2017-03-02 10:56:02 | 知財関連情報(商標)

経産省から大々的に「色彩のみからなる商標について初の登録を行います」とのニュースがリリースされ、知財業界は興味津々となっています。

2015年の4月に新しいタイプの商標として「色彩のみからなる商標」についての出願が受け付けられることとなりましたが、その登録第1号ということみたいです。
出願から2年近くの期間を経てようやく登録ということからも、新しい商標の登録に向けた苦労が感じられます。最近は、普通の商標でしたら、半年くらいで登録になりますからね。

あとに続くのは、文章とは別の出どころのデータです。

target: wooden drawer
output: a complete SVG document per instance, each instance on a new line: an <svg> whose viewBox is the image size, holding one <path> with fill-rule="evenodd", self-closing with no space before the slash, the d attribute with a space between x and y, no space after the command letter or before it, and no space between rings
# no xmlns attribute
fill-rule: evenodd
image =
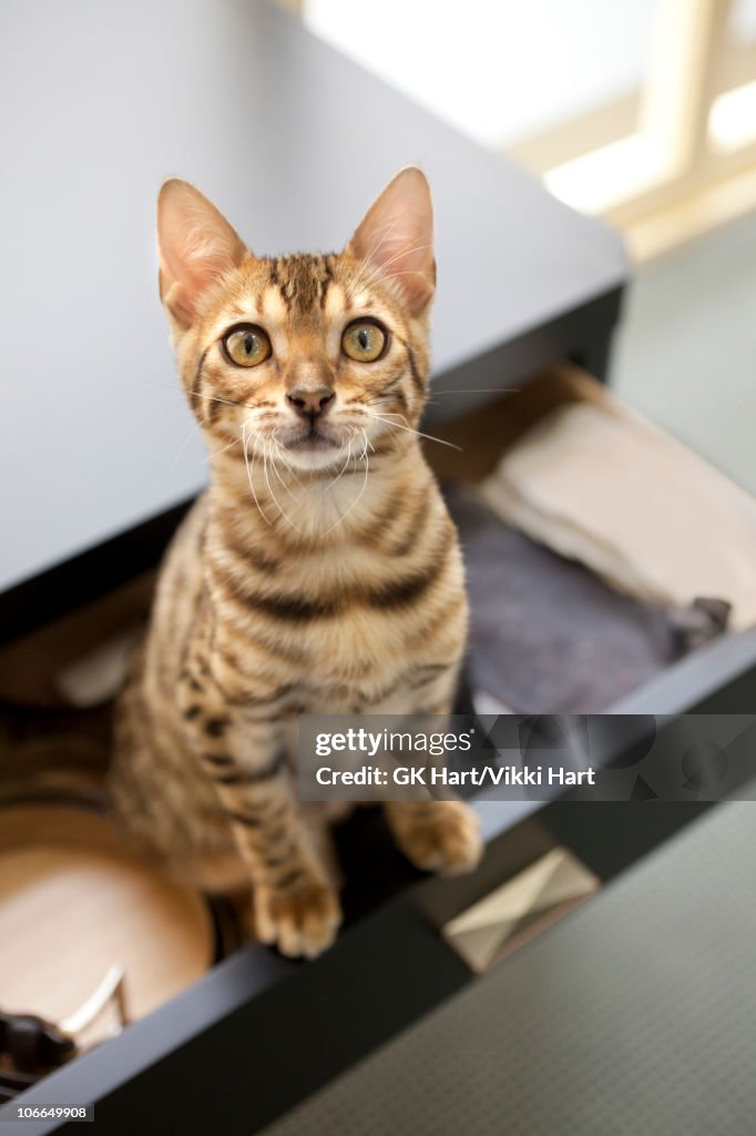
<svg viewBox="0 0 756 1136"><path fill-rule="evenodd" d="M435 433L463 451L429 446L429 457L442 478L480 482L555 408L604 399L574 369L556 368L519 393L436 423ZM7 646L0 690L7 698L24 691L52 698L50 675L70 661L76 637L79 648L93 648L98 636L123 627L124 611L131 619L145 610L151 587L151 578L135 580L117 602L100 600ZM37 671L34 659L44 659L45 667ZM756 629L744 628L672 665L612 711L748 715L755 705ZM0 774L11 775L5 761ZM85 1103L95 1105L99 1130L108 1134L258 1131L472 980L437 930L494 885L556 843L608 879L705 808L557 801L534 815L488 803L480 808L482 863L471 876L447 882L413 871L390 847L379 816L366 813L343 837L355 867L345 895L347 922L331 951L308 963L255 945L232 953L120 1036L0 1109L0 1119L11 1121L19 1103ZM364 870L375 863L378 871ZM17 1130L33 1136L64 1128L54 1120L24 1121Z"/></svg>

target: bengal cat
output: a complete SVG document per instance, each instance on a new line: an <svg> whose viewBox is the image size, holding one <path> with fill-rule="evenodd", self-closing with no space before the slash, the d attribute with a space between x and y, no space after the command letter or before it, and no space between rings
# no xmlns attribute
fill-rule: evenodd
<svg viewBox="0 0 756 1136"><path fill-rule="evenodd" d="M313 955L336 887L292 784L301 713L447 713L465 640L454 526L417 432L435 289L425 176L339 253L258 257L198 190L158 202L160 295L210 453L116 718L123 821L254 934ZM415 864L481 850L456 801L385 805Z"/></svg>

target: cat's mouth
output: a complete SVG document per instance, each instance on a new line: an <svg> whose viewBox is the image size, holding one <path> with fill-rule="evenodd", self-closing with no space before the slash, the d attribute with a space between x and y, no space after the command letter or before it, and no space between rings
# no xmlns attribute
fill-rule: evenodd
<svg viewBox="0 0 756 1136"><path fill-rule="evenodd" d="M319 450L333 450L341 446L341 441L326 434L319 426L310 426L302 431L296 437L288 438L285 443L287 450L296 450L300 453L316 453Z"/></svg>

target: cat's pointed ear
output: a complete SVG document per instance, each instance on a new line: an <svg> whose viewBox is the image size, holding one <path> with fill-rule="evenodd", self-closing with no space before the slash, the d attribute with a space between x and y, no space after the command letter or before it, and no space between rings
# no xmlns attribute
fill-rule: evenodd
<svg viewBox="0 0 756 1136"><path fill-rule="evenodd" d="M247 251L212 202L178 177L158 197L158 250L160 299L182 327L194 321L202 293Z"/></svg>
<svg viewBox="0 0 756 1136"><path fill-rule="evenodd" d="M427 308L436 287L434 209L425 174L401 169L373 201L346 245L398 287L413 316Z"/></svg>

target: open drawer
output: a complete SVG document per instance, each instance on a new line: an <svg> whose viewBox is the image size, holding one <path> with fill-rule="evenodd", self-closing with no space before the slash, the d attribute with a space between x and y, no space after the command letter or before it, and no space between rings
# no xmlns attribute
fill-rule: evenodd
<svg viewBox="0 0 756 1136"><path fill-rule="evenodd" d="M555 414L577 407L596 408L622 423L638 421L589 377L576 368L558 367L482 409L436 425L439 437L461 449L429 444L429 459L443 482L487 483L490 487L492 475L507 454L524 452L527 438L538 437ZM658 436L653 428L652 433ZM663 448L665 460L674 462L678 453L681 468L694 460L697 477L707 479L707 467L683 448L671 440L664 440ZM607 452L605 460L610 470L615 453ZM723 511L722 533L717 535L716 510L709 509L707 549L715 548L717 540L728 548L737 540L742 549L738 562L745 562L756 540L756 504L714 470L709 474L713 499L725 502L728 517L725 520ZM689 515L686 476L678 491L680 510ZM527 526L523 516L520 524ZM736 516L742 518L742 532ZM531 535L538 535L535 528ZM571 552L565 545L561 551ZM751 562L756 563L756 553ZM704 594L732 604L730 627L660 668L636 688L625 690L607 711L751 711L756 700L756 630L751 626L756 623L756 586L753 599L746 586L732 596L728 578L726 573L707 576L702 588ZM674 573L669 579L669 594L650 587L644 602L684 609L699 592L695 586L690 595L675 594ZM153 577L136 579L117 595L100 599L0 652L0 699L15 703L15 709L2 716L0 815L2 807L12 811L14 807L28 807L32 799L35 807L49 809L70 803L72 797L79 808L96 813L107 761L107 705L75 712L66 701L79 698L87 674L101 673L106 657L99 657L98 651L106 641L115 638L126 646L129 628L146 613L152 586ZM108 658L112 662L112 651ZM47 710L34 709L40 704ZM524 712L531 708L513 709ZM581 709L574 708L576 712ZM77 742L70 744L68 729L74 719ZM36 733L35 721L40 724ZM66 744L61 744L64 735ZM57 760L52 753L56 746ZM26 765L22 751L28 758ZM3 1130L27 1136L67 1130L67 1122L54 1117L24 1120L17 1129L14 1126L18 1106L50 1104L94 1105L95 1120L109 1134L219 1130L230 1136L259 1130L471 980L437 928L494 884L556 842L572 844L598 876L608 878L700 811L699 807L656 804L649 817L637 807L613 805L610 810L595 804L590 807L590 824L582 825L581 808L556 802L526 819L523 810L510 802L487 803L481 807L486 858L470 877L453 882L413 871L390 845L379 815L366 813L341 835L347 920L331 951L314 962L292 963L260 946L237 950L224 912L205 912L212 945L208 949L205 944L210 953L200 970L207 972L198 977L184 961L187 977L180 993L168 983L163 1004L0 1109L0 1119L9 1121ZM16 832L23 844L23 817ZM65 842L65 834L60 840ZM194 900L187 902L191 907ZM98 933L96 922L82 926L82 942ZM54 922L50 934L54 934ZM156 941L154 950L163 949L169 951L170 946ZM98 977L93 975L93 982Z"/></svg>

当ブログの関連記事:http://blog.goo.ne.jp/sat-patent/e/354dcf8765173c6859f449550b690467

立体商標が導入されたときも、第1号が登録されるまで相当の長期を要していましたが、最近は一般商標と同じくらいのスピードで処理されています。ケーススタディが進んだというのもあるでしょうし、周りの目が気にならなくなったことも大きいのかもしれません。

さて、今回、この「色彩のみからなる商標」の登録を受けて、いつものようにちょっと屈折した見方をしてみたいと思います。

今回、登録が予告されたのは、下記の2つの商標です。引用元は、経産省のウェブサイトから。PDFのニュースリリースから切り抜いてきました。

これを見ると一目瞭然。上の「青、白、黒」は、トンボ鉛筆の消しゴム「MONO」ですね。下の「オレンジ、緑、赤」は、コンビニの「セブンイレブン」ですね。
このように、複数の色を組み合わせた「色彩のみからなる商標」は、単色に比べて識別性が高く、業界では登録される可能性が高いであろうと考えられてきました。今回の登録になったことも、特に疑問点はありません。見れば分かりますからね。

ところで、これらの商標、類似範囲はどうなるのでしょうか?
消しゴム「MONO」について考えてみると、消しゴムは通常、直方体ですよね。そのカバーだと、だいたい見た感じで今回の登録商標のような形になると思うのです。
でも、競合する他社が消しゴムに商標A商標B商標Cなどを用いた場合、類似の範囲はどうなるのでしょうか?
・商標A

・商標B

・商標C

商標Aだと、「青、白、黒」の組み合わせであることは確かですが、見慣れた「MONO」という感じがしません。商標Bに至ると既に「MONO」ではないように思えてきます。ちょっと色を変えた商標Cではどうでしょうか。

さらに、商標D商標Eのように図形を代えてしまうとちょっと別になるような。
・商標D

・商標E

本来、色彩の商標であるのであれば、商標Aでも、商標Bでも、商標Cでも、商標D商標Eでも権利が及ぶ可能性が高いはずです。このあたり、あまり厳密に色の割合や色調にこだわってしまうと、類似範囲が極端に狭くなることも考えられます。個人的な感覚ですが、商標Eは意外と「MONO」っぽい。

特許庁などの行政や裁判所などの司法は、既存の枠組みを壊すことを避けます。「前例が無い」とか、「第三者の利益を害する」とかの理由で。それから、やる気が徐々になくなっていくのも気になります。最初はやる気マンマンじっくり審査の「色彩のみからなる商標」ですが、数年経つとクールな流れ作業ということも。
今回、せっかく「色彩のみの商標」という新しい枠組みができたのですから、使いやすく実のある制度になることを期待します。

前回のマリオで調子に乗って、またイラスト(?)を挿入してしまいました。